3D In Vitro Glioma‐Neuron‐Astrocyte Biomimetic Composites Recapitulate Key Molecular Mechanisms Linked to Glioblastoma Multiforme Pathophysiology

Abstract Glioblastoma multiforme is the most devastating brain tumor without cure. Although in vitro and in vivo research on glioblastoma multiforme have demonstrated its complexity, including interactions with brain cells and the tumor microenvironment, 3D models resembling those key features and allowing to study therapeutic interventions of this aggressive tumor are scarce. Here, a 3D glioblastoma model is developed that establishes a tumor microenvironment including a hyaluronic acid‐based hydrogel cross‐linked with laminin, both of which are key components of the brain's extracellular matrix. This hydrogel mimics the mechanical properties of the brain's extracellular matrix at the macroscopic and mesoscopic levels, as evaluated by stiffness, viscosity using rheological and nanoindentation measurements. The ultra‐soft hydrogel with a storage modulus of 100 Pa is reinforced by 3D printed microfiber scaffolds which allow the setup of a multicellular 3D model including primary cortical neurons and astrocytes and glioblastoma cells.
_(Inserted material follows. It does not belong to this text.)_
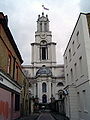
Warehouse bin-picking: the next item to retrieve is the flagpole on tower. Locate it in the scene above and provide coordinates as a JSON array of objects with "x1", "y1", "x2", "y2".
[
  {"x1": 42, "y1": 5, "x2": 49, "y2": 14},
  {"x1": 42, "y1": 5, "x2": 44, "y2": 13}
]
Tumor microenvironment interactions are characterized through nanoindentation and confocal shadow imaging with the 3D in vitro disease model resembling in vivo properties of glioblastoma tumor entities characterized by functional interactions with the surrounding astrocytes and neurons and the tumor's hijacking capability using neuronal signaling to promote its own proliferation.